The ability to record voltage responses using JEDI-2P-kv under 1030 nm illumination was assessed using protocol 2 with a holographic spot (12 μm diameter, not temporally focused, power density: 0.4 mW μm−2, corresponding to 45 mW per cell, Supplementary Figure 19).
For data presented in Supplementary Figure 20, ChroME-ST expressing cells were patched in whole cell voltage clamp configuration at −55 mV and photocurrents in response to 17.5 ms pulses of light (power densities ranging from 0.02 to 0.04 mW μm−2, corresponding to 2.5 to 5 mW per cell) were recorded.

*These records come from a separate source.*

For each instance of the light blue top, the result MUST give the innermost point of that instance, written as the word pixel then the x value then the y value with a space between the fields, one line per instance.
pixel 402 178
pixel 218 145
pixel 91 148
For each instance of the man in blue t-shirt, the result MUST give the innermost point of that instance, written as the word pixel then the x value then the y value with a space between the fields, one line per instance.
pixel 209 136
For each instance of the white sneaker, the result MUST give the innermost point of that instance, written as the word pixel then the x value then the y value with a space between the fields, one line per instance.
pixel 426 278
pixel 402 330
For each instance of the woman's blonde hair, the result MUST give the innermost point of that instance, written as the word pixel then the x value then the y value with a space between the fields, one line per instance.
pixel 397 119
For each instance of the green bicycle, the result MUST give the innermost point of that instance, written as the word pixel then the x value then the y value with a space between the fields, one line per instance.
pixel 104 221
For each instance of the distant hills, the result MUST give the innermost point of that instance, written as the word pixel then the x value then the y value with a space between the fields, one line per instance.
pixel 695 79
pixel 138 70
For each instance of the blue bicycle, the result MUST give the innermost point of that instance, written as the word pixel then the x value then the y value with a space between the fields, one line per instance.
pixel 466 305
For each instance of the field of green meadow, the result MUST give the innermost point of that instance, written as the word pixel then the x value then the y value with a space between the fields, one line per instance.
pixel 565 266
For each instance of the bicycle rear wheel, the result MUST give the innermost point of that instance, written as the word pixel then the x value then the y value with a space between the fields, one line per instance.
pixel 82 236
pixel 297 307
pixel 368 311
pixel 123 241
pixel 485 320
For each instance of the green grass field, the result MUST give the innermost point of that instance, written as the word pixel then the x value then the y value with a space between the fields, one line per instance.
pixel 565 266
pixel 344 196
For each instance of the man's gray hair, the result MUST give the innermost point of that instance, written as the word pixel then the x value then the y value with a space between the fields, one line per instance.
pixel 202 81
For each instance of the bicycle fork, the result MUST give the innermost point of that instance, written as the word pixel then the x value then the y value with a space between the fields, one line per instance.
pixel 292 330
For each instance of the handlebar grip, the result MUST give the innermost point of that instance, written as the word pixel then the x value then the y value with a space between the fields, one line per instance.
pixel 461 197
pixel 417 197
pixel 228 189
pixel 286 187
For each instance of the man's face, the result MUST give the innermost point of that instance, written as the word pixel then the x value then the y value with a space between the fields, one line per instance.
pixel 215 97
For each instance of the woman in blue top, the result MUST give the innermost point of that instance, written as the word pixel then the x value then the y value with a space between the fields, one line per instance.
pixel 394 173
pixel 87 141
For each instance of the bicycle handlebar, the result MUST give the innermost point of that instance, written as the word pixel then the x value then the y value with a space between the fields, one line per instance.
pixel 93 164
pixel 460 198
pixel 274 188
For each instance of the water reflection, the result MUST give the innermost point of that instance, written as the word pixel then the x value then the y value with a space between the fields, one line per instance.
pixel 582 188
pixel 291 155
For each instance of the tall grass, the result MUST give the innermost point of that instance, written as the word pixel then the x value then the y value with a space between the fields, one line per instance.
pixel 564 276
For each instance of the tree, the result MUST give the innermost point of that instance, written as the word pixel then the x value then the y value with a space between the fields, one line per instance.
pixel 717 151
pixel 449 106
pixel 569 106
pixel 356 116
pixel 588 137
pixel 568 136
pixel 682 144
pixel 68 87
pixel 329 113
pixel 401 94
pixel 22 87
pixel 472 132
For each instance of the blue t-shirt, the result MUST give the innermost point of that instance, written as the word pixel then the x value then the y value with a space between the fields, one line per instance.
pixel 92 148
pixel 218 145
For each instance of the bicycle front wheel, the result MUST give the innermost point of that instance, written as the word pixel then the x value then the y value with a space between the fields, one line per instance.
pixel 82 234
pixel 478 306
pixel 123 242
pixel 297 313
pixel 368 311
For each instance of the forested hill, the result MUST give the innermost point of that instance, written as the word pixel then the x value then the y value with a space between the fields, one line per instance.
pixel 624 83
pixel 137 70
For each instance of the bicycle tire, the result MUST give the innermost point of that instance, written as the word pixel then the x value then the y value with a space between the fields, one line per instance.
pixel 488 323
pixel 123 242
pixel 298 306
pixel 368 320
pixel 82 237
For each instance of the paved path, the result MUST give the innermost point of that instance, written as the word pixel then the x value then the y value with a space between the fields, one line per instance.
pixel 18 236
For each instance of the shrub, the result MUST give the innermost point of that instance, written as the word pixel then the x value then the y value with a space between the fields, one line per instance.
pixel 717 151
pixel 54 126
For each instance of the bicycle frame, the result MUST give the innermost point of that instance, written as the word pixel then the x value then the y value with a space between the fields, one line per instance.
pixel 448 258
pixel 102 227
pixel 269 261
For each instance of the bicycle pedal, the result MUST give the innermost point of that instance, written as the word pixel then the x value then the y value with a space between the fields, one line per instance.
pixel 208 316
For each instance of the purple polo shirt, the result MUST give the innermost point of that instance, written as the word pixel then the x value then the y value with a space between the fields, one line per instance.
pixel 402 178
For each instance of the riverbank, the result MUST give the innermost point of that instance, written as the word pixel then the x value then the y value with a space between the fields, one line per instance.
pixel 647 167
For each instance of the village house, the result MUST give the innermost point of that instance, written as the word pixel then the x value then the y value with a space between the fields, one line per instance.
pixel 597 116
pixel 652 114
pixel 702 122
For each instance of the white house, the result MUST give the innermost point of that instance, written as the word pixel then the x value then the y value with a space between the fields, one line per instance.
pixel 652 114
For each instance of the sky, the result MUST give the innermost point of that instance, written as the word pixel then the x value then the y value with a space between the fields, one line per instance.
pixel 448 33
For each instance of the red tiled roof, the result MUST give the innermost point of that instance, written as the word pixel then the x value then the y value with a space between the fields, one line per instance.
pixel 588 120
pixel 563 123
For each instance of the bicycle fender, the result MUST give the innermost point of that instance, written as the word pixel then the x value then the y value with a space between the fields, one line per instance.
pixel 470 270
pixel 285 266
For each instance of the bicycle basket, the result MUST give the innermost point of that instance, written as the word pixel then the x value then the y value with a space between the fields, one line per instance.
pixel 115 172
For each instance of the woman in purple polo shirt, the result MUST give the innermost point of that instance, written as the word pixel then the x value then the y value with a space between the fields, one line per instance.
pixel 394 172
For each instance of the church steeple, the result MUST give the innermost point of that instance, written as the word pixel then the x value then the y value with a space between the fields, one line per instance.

Preparation of hippocampal organotypic slice cultures for validating scanless two-photon voltage imaging of neuronal activity using JEDI-2P-kv
All experimental procedures were conducted in accordance with guidelines from the European Union and institutional guidelines on the care and use of laboratory animals (Council Directive 2010/63/EU of the European Union). Hippocampal organotypic slices were prepared from mice (Janvier Labs, C57Bl6J) at postnatal day 8 (P8). Hippocampi were sliced with a tissue Chopper (McIlwain type 10180, Ted Pella) into 300 μm thick sections in a cold dissecting medium consisting of GBSS (Sigma, G9779) supplemented with 25 mM D-glucose, 10 mM HEPES, 1 mM Na-Pyruvate, 0.5 mM α-tocopherol, 20 nM ascorbic acid, and 0.4% penicillin/streptomycin (5000 U ml−1).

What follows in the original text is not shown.